Dangereux, le transfert ? Pas seulement pour les travers et déboires qu’il conditionne à tel sujet qui en est l’émissaire, mais pour les dérangements qu’il détermine chez ceux qui, par inadvertance, s’en font les destinataires, de hasard, à l’occasion d’une quelconque saisie d’un dire passant à portée de leur oreille. Il semble bien que pour lire la lettre du transfert il faille se contraindre aux conditions où il se trouve avoir été repéré, avec la contrainte qui s’ensuit, d’avoir à renvoyer la lettre à son destinataire, en rendant à son émissaire les termes de sa lisibilité. Il y en a pour déclarer qu’une fois inventé, par Freud, -invention au sens de la trouvaille-, le transfert, il suffirait ensuite d’utiliser la trouvaille pour l’appliquer à des modalités thérapeutiques moins contraignantes que celle de la réception du propos qu’il accompagne. Ce qui a pour effet de faire de ce propos une lettre sans plus de destinataire que d’émissaire, et de transporter le propos en question dans le champ d’un savoir à retraduire dans les termes de la logique ordinaire.

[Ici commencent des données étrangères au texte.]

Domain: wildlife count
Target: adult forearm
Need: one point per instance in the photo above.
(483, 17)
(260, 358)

Thérapeutique où il n’y aurait au fond qu’à redresser le logos, celui-ci fruit imparfait d’un apprentissage raté. Et l’on renvoie ainsi la coulpe à l’éducatif, qui ne demande que des fonds pour se parfaire, surtout à se battre les flancs d’une question de fond que pose le transfert, qui est de savoir, au particulier comme à l’universel, ce qu’il signifie du sujet.



On voit bien là que le transfert n’est pas à mettre entre toutes les mains. Avant que Freud ne le désigne, le transfert excellait à produire ses contorsions aux nez et barbes de maîtres qui avec néanmoins beaucoup d’à-propos y repéraient dans leurs chuchotements privés la trace du sexuel qu’il y avait lieu de voiler de termes savants. Les convulsions auxquelles cette première prise d’un transfert tendu vers un destinataire qui se refuse nous donnent encore aujourd’hui l’idée du danger qu’il y aurait à laisser de côté tomber le transfert en marge du dire pour plier le dire à une forme d’interprétation qui ne serait qu’herméneutique. Herméneutique savante, distinguée, érudite parfois, mais tout de même trop à distance de ce qui la cause pour être pertinente.

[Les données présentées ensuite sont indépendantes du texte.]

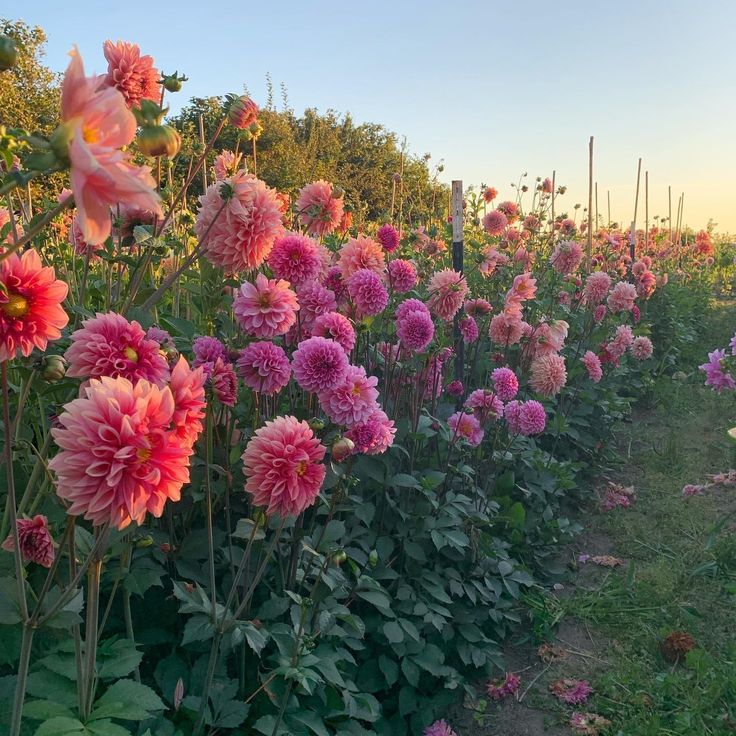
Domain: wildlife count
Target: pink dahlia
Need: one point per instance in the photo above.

Sous la plume de Freud, lui qui ne s’est pas arrêté à la satisfaction exprimée par son maître Charcot à la lecture de la traduction de ses leçons en allemand, l’on trouve d’abord, quant au transfert, cette première occurrence de « transfert de pensées ». Cette impression qui lui est d’abord laissée, avant plus ample élaboration, que des pensées lui sont transmises par ses patients au travers de ce qui se dit, est encore prise à son point de départ comme une conception assez proche de l’idée d’une transmission télépathique, qu’il a ensuite réfutée. Cette réfutation assez problématique à l’époque le conduit à formuler qu’il y aurait quelque chose à interpréter : non pas en termes de transmission de pensées ou encore d’affects, mais en termes d’effets, sur lui Freud, en son intimité d’auditeur, de quelque chose qui ne lui est pas particulièrement destiné en tant que personne. De quelque chose qui lui est donc non pas transmis, (il n’est pas le destinataire), mais transféré, (il est destinataire de passage), par ce qui est dit, intrinsèque au dire, mais non d’emblée produit, admis et porté par le dire lui-même, qu’un enregistrement des propos pourrait par exemple authentifier. Ce qui est dit lui apparaît donc dit à un destinataire particulier qu’il ne fait que représenter pour un temps, ce temps qui est le temps du dire.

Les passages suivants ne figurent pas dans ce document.